Union Executive
Union Executive · President · Vice-President · PM · Cabinet · AGI
Story hook
On the night of 24 January 1950 — the day before the Constitution came into force — Dr. Rajendra Prasad, the first President-elect of the Republic of India, sat with Jawaharlal Nehru, the Prime Minister-elect, and worked out who would do what. The Constitution they had just adopted said the executive power of the Union "shall be vested in the President" (Article 53). It also said the President "shall, in the exercise of his functions, act in accordance with such advice" of the Council of Ministers (Article 74). Read literally, the two articles contradict each other — one makes the President all-powerful, the other makes him a figurehead.
Prasad and Nehru chose the parliamentary reading: the President holds the power, the Prime Minister exercises it. That informal agreement — never written into the Constitution, never legislated — became the operating manual of Indian government for the next 75 years.
It has been tested. In 1979 President Sanjeeva Reddy refused to invite the largest party to form government (an early constitutional ambiguity case). In 1987 Zail Singh threatened to sit on the Postal Bill (would-be Pocket Veto). In 2017 Pranab Mukherjee insisted that several Lok Sabha ordinances be sent to him with reasons. Each test recalibrated, never overturned, the 1950 consensus.

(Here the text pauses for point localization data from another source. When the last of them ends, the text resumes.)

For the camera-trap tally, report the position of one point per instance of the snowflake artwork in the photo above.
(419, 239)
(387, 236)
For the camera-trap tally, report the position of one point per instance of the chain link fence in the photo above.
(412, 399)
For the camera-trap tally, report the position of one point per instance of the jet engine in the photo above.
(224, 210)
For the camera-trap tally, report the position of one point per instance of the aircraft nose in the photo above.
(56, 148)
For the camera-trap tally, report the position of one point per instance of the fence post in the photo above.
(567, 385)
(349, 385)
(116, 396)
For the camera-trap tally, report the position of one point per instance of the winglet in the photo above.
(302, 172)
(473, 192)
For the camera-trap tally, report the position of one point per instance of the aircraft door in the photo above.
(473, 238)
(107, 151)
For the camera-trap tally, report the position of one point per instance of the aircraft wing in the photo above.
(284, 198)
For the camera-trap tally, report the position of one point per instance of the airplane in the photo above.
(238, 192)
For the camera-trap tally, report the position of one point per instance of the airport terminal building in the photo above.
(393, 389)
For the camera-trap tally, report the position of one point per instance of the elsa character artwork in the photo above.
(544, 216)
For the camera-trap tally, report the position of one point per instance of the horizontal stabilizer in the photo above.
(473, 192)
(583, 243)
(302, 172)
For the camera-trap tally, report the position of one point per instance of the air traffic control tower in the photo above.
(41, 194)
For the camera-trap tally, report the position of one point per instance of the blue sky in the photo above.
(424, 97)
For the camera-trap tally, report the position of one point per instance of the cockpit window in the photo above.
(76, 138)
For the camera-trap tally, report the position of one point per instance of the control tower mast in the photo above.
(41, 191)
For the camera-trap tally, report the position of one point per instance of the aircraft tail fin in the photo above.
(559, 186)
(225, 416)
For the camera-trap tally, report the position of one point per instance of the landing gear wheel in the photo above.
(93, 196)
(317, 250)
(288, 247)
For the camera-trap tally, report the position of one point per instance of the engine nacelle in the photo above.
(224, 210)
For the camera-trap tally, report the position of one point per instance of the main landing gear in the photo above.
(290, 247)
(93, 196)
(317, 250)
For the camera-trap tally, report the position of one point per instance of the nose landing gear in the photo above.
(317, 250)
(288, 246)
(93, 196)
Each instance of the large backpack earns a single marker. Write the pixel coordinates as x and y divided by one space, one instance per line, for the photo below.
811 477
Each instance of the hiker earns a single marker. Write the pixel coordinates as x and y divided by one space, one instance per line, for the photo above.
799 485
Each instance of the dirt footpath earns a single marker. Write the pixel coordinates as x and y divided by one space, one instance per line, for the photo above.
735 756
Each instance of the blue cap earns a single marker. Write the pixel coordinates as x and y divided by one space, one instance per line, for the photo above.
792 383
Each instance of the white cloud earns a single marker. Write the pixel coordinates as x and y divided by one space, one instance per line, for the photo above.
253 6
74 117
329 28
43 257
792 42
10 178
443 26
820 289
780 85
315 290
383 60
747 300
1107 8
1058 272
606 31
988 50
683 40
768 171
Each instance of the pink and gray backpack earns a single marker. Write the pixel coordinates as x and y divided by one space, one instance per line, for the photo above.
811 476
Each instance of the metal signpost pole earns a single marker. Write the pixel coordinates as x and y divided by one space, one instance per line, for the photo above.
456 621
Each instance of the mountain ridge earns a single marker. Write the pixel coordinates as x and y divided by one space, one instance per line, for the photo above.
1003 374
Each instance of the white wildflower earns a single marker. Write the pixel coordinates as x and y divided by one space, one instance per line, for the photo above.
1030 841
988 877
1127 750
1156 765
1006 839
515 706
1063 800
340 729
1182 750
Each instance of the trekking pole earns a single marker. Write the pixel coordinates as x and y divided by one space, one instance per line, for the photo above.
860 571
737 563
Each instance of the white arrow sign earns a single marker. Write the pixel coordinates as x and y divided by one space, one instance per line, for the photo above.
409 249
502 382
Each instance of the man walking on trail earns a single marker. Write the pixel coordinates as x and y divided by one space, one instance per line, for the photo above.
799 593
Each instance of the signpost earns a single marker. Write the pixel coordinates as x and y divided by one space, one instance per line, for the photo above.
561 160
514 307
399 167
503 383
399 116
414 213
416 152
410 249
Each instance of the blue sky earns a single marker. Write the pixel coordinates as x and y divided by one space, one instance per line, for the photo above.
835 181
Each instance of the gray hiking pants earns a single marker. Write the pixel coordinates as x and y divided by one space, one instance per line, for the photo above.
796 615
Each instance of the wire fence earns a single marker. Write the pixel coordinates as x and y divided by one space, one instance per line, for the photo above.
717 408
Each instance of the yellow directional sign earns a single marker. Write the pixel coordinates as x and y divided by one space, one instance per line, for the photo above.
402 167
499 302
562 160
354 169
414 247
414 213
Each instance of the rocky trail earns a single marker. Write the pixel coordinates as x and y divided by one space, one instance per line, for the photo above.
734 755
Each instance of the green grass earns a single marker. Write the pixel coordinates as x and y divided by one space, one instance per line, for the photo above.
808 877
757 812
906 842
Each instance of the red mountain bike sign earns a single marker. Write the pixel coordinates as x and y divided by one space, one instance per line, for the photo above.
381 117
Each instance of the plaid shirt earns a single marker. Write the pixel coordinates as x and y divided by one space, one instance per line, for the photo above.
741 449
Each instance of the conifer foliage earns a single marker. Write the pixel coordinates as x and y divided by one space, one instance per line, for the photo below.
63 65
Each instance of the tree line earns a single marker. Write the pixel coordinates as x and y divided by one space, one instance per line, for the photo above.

That consensus — President as ceremonial head with reserve powers, PM as real executive, Cabinet as collective decision-making body — is the Indian Union Executive. Understand its architecture and you understand how every Indian government has worked for three generations.
Why this matters for UPSC
Union Executive is the single most-tested polity topic in UPSC Prelims after Fundamental Rights — at least 2 questions a year on some aspect (President's election, ordinance power, Cabinet committees, anti-defection, etc.). Mains uses it for federalism and accountability questions. Interview probes the doctrine of aid and advice almost universally.